Book Review: Martha Stewart’s Encyclopedia of sewing and fabric Crafts

It’s taken me forever to get around to reviewing Martha Stewart’s Encyclopedia of sewing and fabric Crafts … but it’s generally everything you expect from a Martha/Potter Craft book. beautiful photographs taken someplace where the light always says “It’s a summer Sunday afternoon”? Check. thoroughly in-depth instructions which somehow manage not to imply that, left to your own devices, you’d stab yourself in the eye with the safety scissors and eat all the paste? Check. The firm conviction that the single a lot of compelling thing you’d like to do today, a lot more than anything else, is sew ribbon onto a bathmat? check and double-check.

The clothing in the book falls under the heading “One size Fits All,” but not in a horrible way. There’s a genuinely stunning and avant-garde scalloped suede skirt pattern that I drooled over, and the obligatory chiton dress, but the cutest thing is a little girl’s dress made from a man’s shirt. If I had a little girl helpful I would make, like, five hundred of them. There wouldn’t be a man’s tee shirt left in any thrift store within a ten-mile radius.

I am absolutely going to hold on to this book (they sent me a review copy, full disclosure). It’s just sooo gorgeous, and, like everything else that comes from Martha Stewart OmniEverything, it is a best book to flip through when you want some kind of extra oomph for a project, but you’re not sure exactly what.

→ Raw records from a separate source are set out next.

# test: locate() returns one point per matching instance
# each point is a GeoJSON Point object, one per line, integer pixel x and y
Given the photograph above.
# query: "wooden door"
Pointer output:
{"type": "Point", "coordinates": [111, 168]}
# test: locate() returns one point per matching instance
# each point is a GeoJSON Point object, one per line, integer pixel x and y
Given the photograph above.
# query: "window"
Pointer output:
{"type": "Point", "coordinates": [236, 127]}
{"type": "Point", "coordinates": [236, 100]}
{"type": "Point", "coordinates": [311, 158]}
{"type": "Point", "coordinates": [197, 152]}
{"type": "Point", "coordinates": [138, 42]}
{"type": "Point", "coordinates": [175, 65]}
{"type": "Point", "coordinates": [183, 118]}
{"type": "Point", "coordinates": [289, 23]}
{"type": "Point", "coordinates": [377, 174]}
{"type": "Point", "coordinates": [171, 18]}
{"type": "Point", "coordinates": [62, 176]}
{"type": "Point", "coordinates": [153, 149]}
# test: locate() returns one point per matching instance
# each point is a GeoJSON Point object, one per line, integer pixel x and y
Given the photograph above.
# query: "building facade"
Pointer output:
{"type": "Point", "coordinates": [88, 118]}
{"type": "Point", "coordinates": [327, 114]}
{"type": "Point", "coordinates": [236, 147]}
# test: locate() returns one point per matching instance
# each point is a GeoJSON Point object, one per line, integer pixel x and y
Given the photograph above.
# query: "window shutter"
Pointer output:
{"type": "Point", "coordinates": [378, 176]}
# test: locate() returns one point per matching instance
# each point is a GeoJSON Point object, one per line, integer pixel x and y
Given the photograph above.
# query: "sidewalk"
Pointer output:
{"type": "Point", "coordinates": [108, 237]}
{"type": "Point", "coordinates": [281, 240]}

Plus, there’s a CD of patterns for the appliqués and so forth, so that the next time I think “ooh, what this needs now is a felted stuffed chicken!” I will have one to hand.

This would make an exceptional present, even for experienced sewists, simply because of the high production values. There’s nothing like checking out pictures of stunning projects (even if they’re as huh-inducing as sewing your own coasters) to inspire you to get going and make your own stuff.